# Word of the Day: ludicrous



## Em in Ohio (Jun 11, 2020)

Cheat Sheet:  Ludicrous - Definition of Ludicrous by Merriam-Webster
Definition of _ludicrous_. 1 : amusing or laughable through obvious absurdity, incongruity, exaggeration, or eccentricity. 2 : meriting derisive laughter or scorn as absurdly inept, false, or foolish.


----------



## Em in Ohio (Jun 11, 2020)

Occasionally, my dry sense of humor may be interpreted by some as completely ludicrous, especially if they aren't sure if I'm joking or not!


----------



## peramangkelder (Jun 12, 2020)

This from The Washington Post
Subtract fans from a golf event, and it looks like “social distancing” taken to *ludicrous* extremes


----------



## Rosemarie (Jun 12, 2020)

To suggest that man can live on bread alone is just ludicrous.


----------



## hollydolly (Jun 12, 2020)

*It would be quite frankly ludicrous my dears, if I were to suggest I could fly by batting my arms and taking off in flight ...*


----------



## Em in Ohio (Jun 12, 2020)

It was ludicrous of Walmart to think that _only_ female _'people of color'_ would steal their cosmetics!


----------



## RubyK (Jun 12, 2020)

It strikes me as ludicrous that, for the first time in my life, the public library is closed until further notice.


----------



## RubyK (Jun 12, 2020)

There is currently an American rapper who goes by the name of Ludacris.


----------



## Kaila (Jun 12, 2020)

Some time ago, I saw a list of ludicrous excuses, 
that had actually been given to teachers, by students, explaining why they had not done their homework.
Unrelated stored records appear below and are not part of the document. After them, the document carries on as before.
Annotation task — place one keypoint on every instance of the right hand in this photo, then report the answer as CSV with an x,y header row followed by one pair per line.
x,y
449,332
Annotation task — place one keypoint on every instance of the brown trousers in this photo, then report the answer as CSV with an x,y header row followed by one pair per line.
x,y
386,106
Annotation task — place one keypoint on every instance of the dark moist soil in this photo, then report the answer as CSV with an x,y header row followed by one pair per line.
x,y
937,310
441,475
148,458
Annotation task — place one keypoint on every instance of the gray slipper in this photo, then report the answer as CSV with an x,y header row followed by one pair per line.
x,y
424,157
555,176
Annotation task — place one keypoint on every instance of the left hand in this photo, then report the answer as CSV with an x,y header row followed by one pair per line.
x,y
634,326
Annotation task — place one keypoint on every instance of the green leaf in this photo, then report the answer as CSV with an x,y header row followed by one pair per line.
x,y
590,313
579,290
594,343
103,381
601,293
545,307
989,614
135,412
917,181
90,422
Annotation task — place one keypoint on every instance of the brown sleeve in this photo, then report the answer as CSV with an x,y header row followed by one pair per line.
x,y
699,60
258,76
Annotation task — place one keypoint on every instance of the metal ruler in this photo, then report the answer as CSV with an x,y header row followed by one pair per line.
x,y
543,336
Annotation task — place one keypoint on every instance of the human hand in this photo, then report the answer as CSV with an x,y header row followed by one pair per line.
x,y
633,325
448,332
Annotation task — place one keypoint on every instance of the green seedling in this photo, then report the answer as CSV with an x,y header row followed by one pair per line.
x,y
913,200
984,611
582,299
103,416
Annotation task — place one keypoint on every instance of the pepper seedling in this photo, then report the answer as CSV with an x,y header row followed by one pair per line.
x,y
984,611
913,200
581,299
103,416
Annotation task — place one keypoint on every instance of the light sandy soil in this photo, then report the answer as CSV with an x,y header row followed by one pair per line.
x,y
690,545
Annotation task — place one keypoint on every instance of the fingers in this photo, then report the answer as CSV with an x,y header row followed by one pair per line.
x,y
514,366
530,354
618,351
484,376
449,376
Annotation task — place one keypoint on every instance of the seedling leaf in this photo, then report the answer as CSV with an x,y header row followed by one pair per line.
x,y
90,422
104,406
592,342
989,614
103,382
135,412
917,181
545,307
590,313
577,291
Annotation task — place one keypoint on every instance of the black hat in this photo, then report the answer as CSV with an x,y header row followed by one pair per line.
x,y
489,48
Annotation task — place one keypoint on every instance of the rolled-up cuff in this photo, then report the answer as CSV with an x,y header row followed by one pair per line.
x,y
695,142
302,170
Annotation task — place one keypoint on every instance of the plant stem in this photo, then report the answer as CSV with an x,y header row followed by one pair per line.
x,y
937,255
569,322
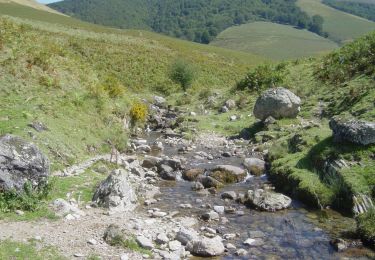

I believe I had also seen another list, 
of notes that parents had written to their child's teacher, on why the child was absent, and those 'reasons' were equally ludicrous!


----------



## Sliverfox (Jun 12, 2020)

Our street has no side walks,,, I think it is ludicrous that a lady rides her electric wheel chair   up & down  the street, with her dog walking beside   her.


----------



## Ruthanne (Jun 27, 2020)

I believe it's _*ludicrous*_ that some folks just refuse to wear facial masks these days!


----------